Провальный стоял в отношении груздей, рыжиков и других трофеев год. На редкость никчемный. Все лето сушь. Дождей раз два и обчелся. И грибов в таком же разрезе. Маслята в июне промелькнули, да по закону подлости в ту пору Витя Сунайкин в больнице прохлаждался — язва обострилась.

А в октябре юбилей, ни много ни мало — сорок исполнится. Сестра, единственная и неповторимая Алка, грозилась из Нью-Йорка приехать. Четыре года не виделись. Гостью бы дорогую настоящей сибирской закуской попотчевать, а сырья днем с огнем не сыскать. Алка страсть как грибы Витиного приготовления уважала.

— Таких маринованных, как у тебя, нигде не едала! — всегда хвалила.

— Мама вкуснее делала, — умалял личные достоинства Витя.

— То мама…

За один присест Алка могла литровую банку навернуть.

В такой год удивить сестру и остальных гостей грибами — вдвойне отрада.

Мариновал Витя сам. Жена кулинар была из серии — лишь бы отвязаться. Вот мама, та с любовью у плиты стояла. Десять раз спросит:

— Что, сынуля, приготовить?

Потом любуется, как сын уплетает, и ждет похвальной реакции.

Витя, вредина, молчит.

— Есть можно? — не выдержит мама.

— Можно, — буркнет «сынуля».

Витина жена кормила по принципу: брюхо не зеркало, чем набил — то и ладно. Витя не обижался. После свадьбы как-то быстро смирился с не зеркальным брюхом.

Только в отношении грибов остался на незыблимых позициях. Здесь — извини-подвинься — чем ни попадя набивать не станет. Собственноручно солил, мариновал, сушил. Технология Витей была продумана до запятой: баночки, крышечки, веточки, листочки, специи…

И на тебе — в юбилейный год дикий неурожай.

Витя нет-нет сядет на мотоцикл, смотается в заветные места. И в который раз ни груздей, ни подберезовиков, ни лисичек. Возвышенности оббежит, низинки прошерстит. От силы один-два заморыша попадутся.

А как хотелось Алку-американку побаловать.

Она была на девять лет старше Вити. После школы сразу завеялась в город. Вышла замуж за Борю Колмакова — Борюсика. И билась как рыба об лед лет двадцать. Борюсик попался из тех, что руки золотые, а горло дырявое. Первый заточник инструмента на военном заводе.

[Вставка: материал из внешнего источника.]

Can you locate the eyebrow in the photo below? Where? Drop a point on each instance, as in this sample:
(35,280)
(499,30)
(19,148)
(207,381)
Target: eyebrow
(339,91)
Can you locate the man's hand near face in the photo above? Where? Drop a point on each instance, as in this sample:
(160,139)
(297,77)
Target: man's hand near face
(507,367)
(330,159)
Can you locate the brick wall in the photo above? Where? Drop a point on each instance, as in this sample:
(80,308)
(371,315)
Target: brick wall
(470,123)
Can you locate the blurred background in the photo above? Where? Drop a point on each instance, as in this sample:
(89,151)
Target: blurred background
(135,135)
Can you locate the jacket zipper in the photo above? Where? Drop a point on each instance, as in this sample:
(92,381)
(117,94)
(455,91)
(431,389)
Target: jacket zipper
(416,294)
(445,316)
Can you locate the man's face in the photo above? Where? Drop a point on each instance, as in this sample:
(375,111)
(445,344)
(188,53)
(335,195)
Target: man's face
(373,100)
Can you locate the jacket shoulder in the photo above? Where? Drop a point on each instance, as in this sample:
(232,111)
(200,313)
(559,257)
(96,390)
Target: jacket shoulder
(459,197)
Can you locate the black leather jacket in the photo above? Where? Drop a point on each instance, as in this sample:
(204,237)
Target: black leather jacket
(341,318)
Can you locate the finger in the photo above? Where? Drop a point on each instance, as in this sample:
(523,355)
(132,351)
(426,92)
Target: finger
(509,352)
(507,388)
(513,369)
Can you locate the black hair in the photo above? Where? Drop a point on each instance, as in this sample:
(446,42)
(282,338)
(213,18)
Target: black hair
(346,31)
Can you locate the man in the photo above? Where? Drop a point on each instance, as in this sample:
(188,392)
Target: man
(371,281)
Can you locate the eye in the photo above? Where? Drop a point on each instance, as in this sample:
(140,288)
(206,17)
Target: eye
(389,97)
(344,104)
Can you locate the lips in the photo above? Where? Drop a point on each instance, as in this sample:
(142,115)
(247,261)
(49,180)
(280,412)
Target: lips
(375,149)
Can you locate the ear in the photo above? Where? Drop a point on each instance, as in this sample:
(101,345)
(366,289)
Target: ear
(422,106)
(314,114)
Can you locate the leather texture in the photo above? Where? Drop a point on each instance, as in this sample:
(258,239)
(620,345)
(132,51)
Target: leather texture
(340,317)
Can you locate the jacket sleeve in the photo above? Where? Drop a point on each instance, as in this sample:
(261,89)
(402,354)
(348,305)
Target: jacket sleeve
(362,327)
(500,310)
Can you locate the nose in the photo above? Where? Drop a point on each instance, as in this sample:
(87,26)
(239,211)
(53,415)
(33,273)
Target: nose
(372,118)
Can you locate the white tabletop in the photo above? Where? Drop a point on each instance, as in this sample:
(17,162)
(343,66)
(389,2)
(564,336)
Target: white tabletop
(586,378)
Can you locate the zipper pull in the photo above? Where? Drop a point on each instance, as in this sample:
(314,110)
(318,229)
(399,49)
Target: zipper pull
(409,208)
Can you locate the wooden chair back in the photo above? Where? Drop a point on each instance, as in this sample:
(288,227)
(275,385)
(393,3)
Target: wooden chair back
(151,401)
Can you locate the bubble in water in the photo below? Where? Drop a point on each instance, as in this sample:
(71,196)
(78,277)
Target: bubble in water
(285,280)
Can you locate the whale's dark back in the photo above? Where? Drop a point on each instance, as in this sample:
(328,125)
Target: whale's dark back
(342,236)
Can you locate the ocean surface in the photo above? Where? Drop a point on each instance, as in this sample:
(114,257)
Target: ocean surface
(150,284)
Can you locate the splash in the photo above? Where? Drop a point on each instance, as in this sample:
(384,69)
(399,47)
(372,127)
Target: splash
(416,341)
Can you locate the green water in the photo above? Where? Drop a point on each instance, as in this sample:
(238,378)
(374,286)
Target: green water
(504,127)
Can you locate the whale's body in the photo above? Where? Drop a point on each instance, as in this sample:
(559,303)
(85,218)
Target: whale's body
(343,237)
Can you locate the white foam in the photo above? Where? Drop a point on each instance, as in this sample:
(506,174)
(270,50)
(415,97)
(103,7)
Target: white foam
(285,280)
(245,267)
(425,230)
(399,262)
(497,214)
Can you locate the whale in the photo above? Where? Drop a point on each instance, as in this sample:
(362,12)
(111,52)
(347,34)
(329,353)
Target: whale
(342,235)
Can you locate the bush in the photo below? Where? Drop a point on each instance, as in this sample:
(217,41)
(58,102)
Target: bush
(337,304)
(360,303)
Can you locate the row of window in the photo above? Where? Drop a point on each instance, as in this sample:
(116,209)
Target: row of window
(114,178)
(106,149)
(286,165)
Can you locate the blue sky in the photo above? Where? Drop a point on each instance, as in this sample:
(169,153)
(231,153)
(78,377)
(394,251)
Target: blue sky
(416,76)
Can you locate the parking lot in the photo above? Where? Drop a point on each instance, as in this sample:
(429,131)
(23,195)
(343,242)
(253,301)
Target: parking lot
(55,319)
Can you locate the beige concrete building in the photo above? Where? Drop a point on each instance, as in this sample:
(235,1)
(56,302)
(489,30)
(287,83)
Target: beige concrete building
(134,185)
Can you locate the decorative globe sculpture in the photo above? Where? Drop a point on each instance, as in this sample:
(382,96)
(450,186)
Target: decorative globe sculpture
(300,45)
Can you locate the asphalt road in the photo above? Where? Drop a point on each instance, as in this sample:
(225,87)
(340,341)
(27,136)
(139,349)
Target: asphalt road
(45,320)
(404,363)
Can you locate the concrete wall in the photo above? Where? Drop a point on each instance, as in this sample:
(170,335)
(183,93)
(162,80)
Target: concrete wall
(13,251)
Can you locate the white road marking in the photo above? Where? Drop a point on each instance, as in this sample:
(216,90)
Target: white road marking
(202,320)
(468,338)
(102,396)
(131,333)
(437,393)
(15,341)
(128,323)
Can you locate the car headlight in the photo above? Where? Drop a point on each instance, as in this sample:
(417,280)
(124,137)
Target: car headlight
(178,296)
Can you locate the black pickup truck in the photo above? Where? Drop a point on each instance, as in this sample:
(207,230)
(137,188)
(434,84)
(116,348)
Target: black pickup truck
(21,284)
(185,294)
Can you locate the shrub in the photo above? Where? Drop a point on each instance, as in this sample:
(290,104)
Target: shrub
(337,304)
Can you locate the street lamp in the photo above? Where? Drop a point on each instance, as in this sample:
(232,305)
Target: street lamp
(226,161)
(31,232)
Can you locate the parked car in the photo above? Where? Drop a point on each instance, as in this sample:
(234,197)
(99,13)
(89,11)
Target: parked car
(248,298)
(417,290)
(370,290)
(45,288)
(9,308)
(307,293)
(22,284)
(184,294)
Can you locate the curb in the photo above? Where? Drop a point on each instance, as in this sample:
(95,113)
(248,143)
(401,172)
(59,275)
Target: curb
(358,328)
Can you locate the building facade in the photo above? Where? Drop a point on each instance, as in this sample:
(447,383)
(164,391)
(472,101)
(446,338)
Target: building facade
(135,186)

«Ни одна падла в городе лучше меня резец не заточит, — хвалился Вите за бутылкой. — Спорим? Я все конкурсы профмастерства выигрывал одной левой! Министр однажды диплом вручал!»

Когда сокращения пошли на заводе, Борюсика первого попросили на выход, несмотря на рукопожатие министра. Поддавал крепко.

Дочь Валентина по обретению половой зрелости не стала откладывать в долгий ящик ее реализацию, выскочила замуж. Квартира двухкомнатная. Тут Борюсик через день да каждый день ни тятю ни маму, здесь молодожены. Алка нацелилась отделить их от собственной семейной ошибки. Пошла зарабатывать квартиру на конвейер по сборке стиральных машин. На зятя надежды никакой. Достался из породы, кто не разгонится работать. Скакал с одного места на другое, как блоха на гребешке.